Probus (consul 502)
Probus was the nephew of Eastern Roman Emperor Anastasius I and a cousin of the brothers Hypatius and Pompeius; he was probably the son of Paulus (consul in 496) and his wife Magna. According to some recent prosopographical studies, he might have married a daughter (b. ca 480) of Sabinianus (ca 460 - after 505), Roman Consul in 505, and had Flavius Anastasius Paulus Probus Sabinianus Pompeius (ca 500 - after 517), consul in 517.
In 526 (when he had been probably appointed to the high office of magister militum, surely already a patricius) Probus was sent by the Emperor Justin I as the ambassador to the Huns; the emperor gave him money to hire Hunnic mercenaries to defend the Iberian from the Persians, but Probus gave the money, with the consent of Justin, to the missionaries who worked among the Huns.
In 528 he was accused of slandering Emperor Justinian I; brought in trial before the consistory, the Emperor tore up the documentation and forgave Probus.
In January 532, Justinian faced a dangerous uprising, known to history as the Nika revolt.

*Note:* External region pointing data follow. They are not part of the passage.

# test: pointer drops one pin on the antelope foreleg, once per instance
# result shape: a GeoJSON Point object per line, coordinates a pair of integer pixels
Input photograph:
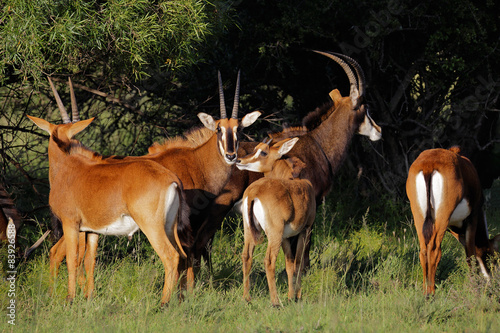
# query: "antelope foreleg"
{"type": "Point", "coordinates": [246, 257]}
{"type": "Point", "coordinates": [290, 268]}
{"type": "Point", "coordinates": [273, 248]}
{"type": "Point", "coordinates": [90, 259]}
{"type": "Point", "coordinates": [71, 239]}
{"type": "Point", "coordinates": [56, 255]}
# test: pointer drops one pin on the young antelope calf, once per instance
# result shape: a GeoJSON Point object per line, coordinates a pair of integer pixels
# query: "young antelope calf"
{"type": "Point", "coordinates": [281, 205]}
{"type": "Point", "coordinates": [88, 194]}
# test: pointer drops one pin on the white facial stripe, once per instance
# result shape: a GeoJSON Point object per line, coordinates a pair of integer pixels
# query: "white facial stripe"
{"type": "Point", "coordinates": [254, 166]}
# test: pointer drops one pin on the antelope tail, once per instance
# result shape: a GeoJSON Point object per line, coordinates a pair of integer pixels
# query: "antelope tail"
{"type": "Point", "coordinates": [428, 226]}
{"type": "Point", "coordinates": [256, 234]}
{"type": "Point", "coordinates": [183, 233]}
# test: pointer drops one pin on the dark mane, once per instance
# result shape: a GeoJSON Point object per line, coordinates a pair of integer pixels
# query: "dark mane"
{"type": "Point", "coordinates": [77, 148]}
{"type": "Point", "coordinates": [288, 132]}
{"type": "Point", "coordinates": [191, 139]}
{"type": "Point", "coordinates": [316, 117]}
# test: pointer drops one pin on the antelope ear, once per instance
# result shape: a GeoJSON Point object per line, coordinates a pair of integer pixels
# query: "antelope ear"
{"type": "Point", "coordinates": [250, 118]}
{"type": "Point", "coordinates": [354, 95]}
{"type": "Point", "coordinates": [78, 127]}
{"type": "Point", "coordinates": [495, 243]}
{"type": "Point", "coordinates": [43, 124]}
{"type": "Point", "coordinates": [286, 145]}
{"type": "Point", "coordinates": [296, 165]}
{"type": "Point", "coordinates": [207, 120]}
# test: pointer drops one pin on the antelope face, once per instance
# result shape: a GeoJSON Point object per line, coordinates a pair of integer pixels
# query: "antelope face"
{"type": "Point", "coordinates": [227, 131]}
{"type": "Point", "coordinates": [368, 127]}
{"type": "Point", "coordinates": [228, 128]}
{"type": "Point", "coordinates": [264, 156]}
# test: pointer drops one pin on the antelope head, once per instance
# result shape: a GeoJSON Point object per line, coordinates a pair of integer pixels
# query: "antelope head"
{"type": "Point", "coordinates": [366, 125]}
{"type": "Point", "coordinates": [62, 134]}
{"type": "Point", "coordinates": [263, 157]}
{"type": "Point", "coordinates": [227, 129]}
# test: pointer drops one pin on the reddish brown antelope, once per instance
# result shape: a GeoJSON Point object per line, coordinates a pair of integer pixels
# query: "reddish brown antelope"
{"type": "Point", "coordinates": [7, 210]}
{"type": "Point", "coordinates": [90, 195]}
{"type": "Point", "coordinates": [203, 162]}
{"type": "Point", "coordinates": [445, 194]}
{"type": "Point", "coordinates": [281, 205]}
{"type": "Point", "coordinates": [324, 141]}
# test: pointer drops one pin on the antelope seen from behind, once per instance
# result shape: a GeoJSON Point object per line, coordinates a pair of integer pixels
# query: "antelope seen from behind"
{"type": "Point", "coordinates": [282, 206]}
{"type": "Point", "coordinates": [90, 195]}
{"type": "Point", "coordinates": [445, 194]}
{"type": "Point", "coordinates": [324, 141]}
{"type": "Point", "coordinates": [203, 162]}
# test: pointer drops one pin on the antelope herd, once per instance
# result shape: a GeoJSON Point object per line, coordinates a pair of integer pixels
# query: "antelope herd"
{"type": "Point", "coordinates": [179, 193]}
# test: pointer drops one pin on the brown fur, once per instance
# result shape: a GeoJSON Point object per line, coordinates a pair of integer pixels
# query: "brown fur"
{"type": "Point", "coordinates": [90, 195]}
{"type": "Point", "coordinates": [287, 203]}
{"type": "Point", "coordinates": [460, 181]}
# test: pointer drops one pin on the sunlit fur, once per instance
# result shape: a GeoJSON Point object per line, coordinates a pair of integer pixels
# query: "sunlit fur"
{"type": "Point", "coordinates": [202, 166]}
{"type": "Point", "coordinates": [445, 194]}
{"type": "Point", "coordinates": [89, 194]}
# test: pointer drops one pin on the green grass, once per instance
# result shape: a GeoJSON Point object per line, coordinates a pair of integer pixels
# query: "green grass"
{"type": "Point", "coordinates": [363, 278]}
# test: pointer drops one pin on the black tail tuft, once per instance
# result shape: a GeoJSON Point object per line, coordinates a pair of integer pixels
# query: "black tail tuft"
{"type": "Point", "coordinates": [428, 226]}
{"type": "Point", "coordinates": [184, 225]}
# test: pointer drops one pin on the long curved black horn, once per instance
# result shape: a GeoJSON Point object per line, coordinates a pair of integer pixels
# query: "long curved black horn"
{"type": "Point", "coordinates": [234, 114]}
{"type": "Point", "coordinates": [60, 104]}
{"type": "Point", "coordinates": [74, 106]}
{"type": "Point", "coordinates": [221, 98]}
{"type": "Point", "coordinates": [342, 63]}
{"type": "Point", "coordinates": [359, 71]}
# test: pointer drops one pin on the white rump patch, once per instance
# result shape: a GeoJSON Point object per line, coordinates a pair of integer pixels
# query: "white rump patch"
{"type": "Point", "coordinates": [460, 213]}
{"type": "Point", "coordinates": [421, 193]}
{"type": "Point", "coordinates": [437, 184]}
{"type": "Point", "coordinates": [124, 226]}
{"type": "Point", "coordinates": [289, 232]}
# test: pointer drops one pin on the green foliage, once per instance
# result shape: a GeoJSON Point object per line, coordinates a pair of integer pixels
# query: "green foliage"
{"type": "Point", "coordinates": [118, 38]}
{"type": "Point", "coordinates": [367, 280]}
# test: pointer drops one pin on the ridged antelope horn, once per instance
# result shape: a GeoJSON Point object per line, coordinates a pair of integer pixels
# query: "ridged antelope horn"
{"type": "Point", "coordinates": [60, 105]}
{"type": "Point", "coordinates": [359, 72]}
{"type": "Point", "coordinates": [347, 70]}
{"type": "Point", "coordinates": [74, 106]}
{"type": "Point", "coordinates": [234, 114]}
{"type": "Point", "coordinates": [221, 97]}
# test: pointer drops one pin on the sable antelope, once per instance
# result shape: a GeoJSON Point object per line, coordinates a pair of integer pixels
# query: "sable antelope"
{"type": "Point", "coordinates": [87, 194]}
{"type": "Point", "coordinates": [445, 194]}
{"type": "Point", "coordinates": [323, 144]}
{"type": "Point", "coordinates": [282, 206]}
{"type": "Point", "coordinates": [203, 162]}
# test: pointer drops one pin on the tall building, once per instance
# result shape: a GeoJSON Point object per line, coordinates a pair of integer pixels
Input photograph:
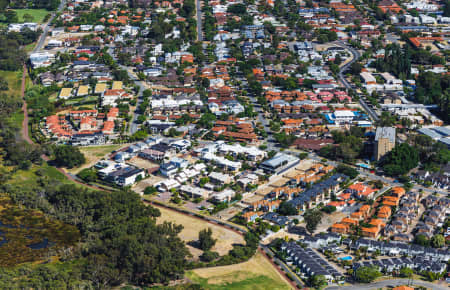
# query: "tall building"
{"type": "Point", "coordinates": [384, 141]}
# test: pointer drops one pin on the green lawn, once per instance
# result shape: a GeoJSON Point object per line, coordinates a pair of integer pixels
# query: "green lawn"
{"type": "Point", "coordinates": [14, 79]}
{"type": "Point", "coordinates": [38, 14]}
{"type": "Point", "coordinates": [29, 178]}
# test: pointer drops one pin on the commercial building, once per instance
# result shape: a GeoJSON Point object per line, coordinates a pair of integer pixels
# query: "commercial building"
{"type": "Point", "coordinates": [279, 163]}
{"type": "Point", "coordinates": [384, 141]}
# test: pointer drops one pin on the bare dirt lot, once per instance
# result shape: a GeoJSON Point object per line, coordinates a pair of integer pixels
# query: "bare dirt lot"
{"type": "Point", "coordinates": [142, 163]}
{"type": "Point", "coordinates": [93, 154]}
{"type": "Point", "coordinates": [256, 273]}
{"type": "Point", "coordinates": [150, 181]}
{"type": "Point", "coordinates": [225, 238]}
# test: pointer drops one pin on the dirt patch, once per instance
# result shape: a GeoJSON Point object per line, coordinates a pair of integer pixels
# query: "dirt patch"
{"type": "Point", "coordinates": [225, 238]}
{"type": "Point", "coordinates": [142, 163]}
{"type": "Point", "coordinates": [328, 220]}
{"type": "Point", "coordinates": [150, 181]}
{"type": "Point", "coordinates": [93, 154]}
{"type": "Point", "coordinates": [256, 266]}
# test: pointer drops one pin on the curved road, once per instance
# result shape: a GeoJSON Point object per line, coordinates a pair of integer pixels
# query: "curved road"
{"type": "Point", "coordinates": [41, 40]}
{"type": "Point", "coordinates": [389, 283]}
{"type": "Point", "coordinates": [265, 251]}
{"type": "Point", "coordinates": [199, 20]}
{"type": "Point", "coordinates": [344, 81]}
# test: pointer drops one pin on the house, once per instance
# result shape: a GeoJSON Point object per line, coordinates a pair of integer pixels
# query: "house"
{"type": "Point", "coordinates": [195, 192]}
{"type": "Point", "coordinates": [223, 196]}
{"type": "Point", "coordinates": [317, 193]}
{"type": "Point", "coordinates": [86, 139]}
{"type": "Point", "coordinates": [276, 219]}
{"type": "Point", "coordinates": [361, 191]}
{"type": "Point", "coordinates": [65, 93]}
{"type": "Point", "coordinates": [384, 141]}
{"type": "Point", "coordinates": [220, 178]}
{"type": "Point", "coordinates": [168, 169]}
{"type": "Point", "coordinates": [126, 176]}
{"type": "Point", "coordinates": [340, 228]}
{"type": "Point", "coordinates": [279, 163]}
{"type": "Point", "coordinates": [384, 212]}
{"type": "Point", "coordinates": [152, 155]}
{"type": "Point", "coordinates": [251, 215]}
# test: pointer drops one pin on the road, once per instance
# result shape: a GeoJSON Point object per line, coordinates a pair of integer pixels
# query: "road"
{"type": "Point", "coordinates": [281, 264]}
{"type": "Point", "coordinates": [199, 20]}
{"type": "Point", "coordinates": [343, 80]}
{"type": "Point", "coordinates": [134, 126]}
{"type": "Point", "coordinates": [239, 230]}
{"type": "Point", "coordinates": [388, 283]}
{"type": "Point", "coordinates": [41, 40]}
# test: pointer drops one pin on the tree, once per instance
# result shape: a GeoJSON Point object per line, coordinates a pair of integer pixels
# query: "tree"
{"type": "Point", "coordinates": [87, 175]}
{"type": "Point", "coordinates": [150, 190]}
{"type": "Point", "coordinates": [69, 156]}
{"type": "Point", "coordinates": [303, 155]}
{"type": "Point", "coordinates": [209, 256]}
{"type": "Point", "coordinates": [206, 241]}
{"type": "Point", "coordinates": [27, 17]}
{"type": "Point", "coordinates": [438, 241]}
{"type": "Point", "coordinates": [11, 16]}
{"type": "Point", "coordinates": [287, 209]}
{"type": "Point", "coordinates": [355, 68]}
{"type": "Point", "coordinates": [347, 170]}
{"type": "Point", "coordinates": [367, 274]}
{"type": "Point", "coordinates": [317, 281]}
{"type": "Point", "coordinates": [400, 160]}
{"type": "Point", "coordinates": [312, 217]}
{"type": "Point", "coordinates": [406, 272]}
{"type": "Point", "coordinates": [329, 209]}
{"type": "Point", "coordinates": [421, 240]}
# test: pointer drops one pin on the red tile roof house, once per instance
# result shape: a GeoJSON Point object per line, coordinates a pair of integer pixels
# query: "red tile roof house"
{"type": "Point", "coordinates": [361, 191]}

The rebels needed a candidate to the throne in opposition to Justinian, and Probus believed that as a nephew of Anastasius, the people could choose him or one of his cousins, and for this reason he secretly withdrew from Constantinople. The rebels went to the house of Probus, near the port of Julian, and having not find him, burned his house; they then acclaimed Hypatius emperor. After turning off the revolt, Justinian put to death Hypatius and banished Probus, confiscating their properties, but the following year he changed his mind and called Probus back, restoring what was taken away.
Probus was still alive in 542, when he leased one of his houses to John of Ephesus.
- Martindale, John R., e John Morris, "Fl. Probus 8", The Prosopography of the Later Roman Empire, Volume 2, Cambridge University Press, 1980, pp. 912–913.